The National Collegiate Athletic Association (NCAA) has taken steps toward allowing student-athletes to benefit from the use of their image, name and likeness.
During a NCAA Board of Governors meeting at Emory University in Atlanta, the members unanimously voted to begin the process for allowing student-athletes to profit from their image. The board directed the NCAA’s three division to consider changes to their policies.
“We must embrace change to provide the best possible experience for college athletes,” board chair Michael V. Drake said in a statement. “Additional flexibility in this area can and must continue to support college sports as a part of higher education. This modernization for the future is a natural extension of the numerous steps NCAA members have taken in recent years to improve support for student-athletes, including full cost of attendance and guaranteed scholarships.”
The NCAA divisions have been asked to make any policy changes immediately, according to the board, and no later than January 2021.
The board laid out eight guidelines that the divisions are to follow when considering policy changes. These include:
- Assure student-athletes are treated similarly to non-athlete students unless a compelling reason exists to differentiate.

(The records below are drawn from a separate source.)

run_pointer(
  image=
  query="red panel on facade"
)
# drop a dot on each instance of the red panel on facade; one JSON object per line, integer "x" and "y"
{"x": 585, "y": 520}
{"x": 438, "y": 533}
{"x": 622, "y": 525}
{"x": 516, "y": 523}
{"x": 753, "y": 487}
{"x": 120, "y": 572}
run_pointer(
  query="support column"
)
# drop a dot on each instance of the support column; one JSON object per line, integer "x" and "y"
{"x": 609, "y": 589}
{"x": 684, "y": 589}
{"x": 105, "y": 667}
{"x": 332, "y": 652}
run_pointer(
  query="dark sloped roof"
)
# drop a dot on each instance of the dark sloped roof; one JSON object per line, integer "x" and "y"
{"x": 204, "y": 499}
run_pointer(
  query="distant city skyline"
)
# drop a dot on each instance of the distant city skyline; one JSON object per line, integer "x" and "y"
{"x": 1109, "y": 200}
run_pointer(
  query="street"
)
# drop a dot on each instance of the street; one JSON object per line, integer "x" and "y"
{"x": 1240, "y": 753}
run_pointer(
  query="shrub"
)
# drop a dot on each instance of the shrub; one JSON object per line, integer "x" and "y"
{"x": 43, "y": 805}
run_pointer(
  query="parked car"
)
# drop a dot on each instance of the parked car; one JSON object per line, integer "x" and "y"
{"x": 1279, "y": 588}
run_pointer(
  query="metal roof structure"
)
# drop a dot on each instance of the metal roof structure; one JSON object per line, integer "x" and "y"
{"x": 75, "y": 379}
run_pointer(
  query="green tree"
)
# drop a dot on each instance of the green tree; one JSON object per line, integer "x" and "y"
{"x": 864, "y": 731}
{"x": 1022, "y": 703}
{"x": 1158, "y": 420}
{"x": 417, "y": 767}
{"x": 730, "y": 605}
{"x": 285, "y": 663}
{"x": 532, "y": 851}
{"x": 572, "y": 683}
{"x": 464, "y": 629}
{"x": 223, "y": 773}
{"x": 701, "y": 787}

- Maintain the priorities of education and the collegiate experience to provide opportunities for student-athlete success.
- Ensure rules are transparent, focused and enforceable and facilitate fair and balanced competition.
- Make clear the distinction between collegiate and professional opportunities.
- Make clear that compensation for athletics performance or participation is impermissible.
- Reaffirm that student-athletes are students first and not employees of the university.
- Enhance principles of diversity, inclusion and gender equity.
- Protect the recruiting environment and prohibit inducements to select, remain at, or transfer to a specific institution.
According to NCAA President Mark Emmert, the new decision is designed both for fairness and for creating opportunities for the approximately 450,000 student athletes that fall under the NCAA’s umbrella. “The board’s action today creates a path to enhance opportunities for student-athletes while ensuring they compete against students and not professionals,” he says.